Aquella mujer que una vez pintó,
aquella que se esconde en un paraíso destruido,
aquella a quien le quitaron la corona,
y para cubrir aquel vacío
le colocaron un par de casas, una iglesia y un río
para que calle, y en su mente desemboque
un pequeño riachuelo
que no alcanza mojar el suelo,
manda callar la gente, que aunque mira no comprende,
que las marcas de su cara,
son el resultado amargo
de algo que un día tanto amara,
en sus ojos se refleja el fétido recuerdo,
de un mundo en equilibrio,
que volviendo la cara atrás
en un infinito vagabundo se perdió.
Ya no puede detenerse en pie,
tanto peso no logra contener,
le duele ya el cogote,
y siente que el temor
le está volviendo un quijote.
Inestable es ahora su mente,
porque pierde la mirada,
en la mirada de otra gente,
porque piensa de la realidad un espejismo.

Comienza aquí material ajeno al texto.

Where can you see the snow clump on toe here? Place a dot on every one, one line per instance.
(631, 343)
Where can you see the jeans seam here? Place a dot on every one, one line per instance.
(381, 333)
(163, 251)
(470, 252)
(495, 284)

Inefables son los sueños de mi dama,
innumerables las tristezas que acompañan,
se hizo un vestido de promesas,
y a cada paso, al barro se hacen inadvertidas,
olvidadas y empobrecidas,
no le importa quien por sus calles transite,
mucho menos lo que de ella musiten.
Relegada esta la gente en su memoria,
no conoce de nombres,
pues la gente es desdicha y no gloria.
No usa guantes tampoco usa zapatos,
pues al mundo destrozarían sus manos,
y con sus pies caminaría a prisa
tratando de escapar de esta gente
que en sus cabellos se desliza.
Sin conocer el dolor que causan,
ignorantes a su ruego,
pues pensamos que la vida es un juego.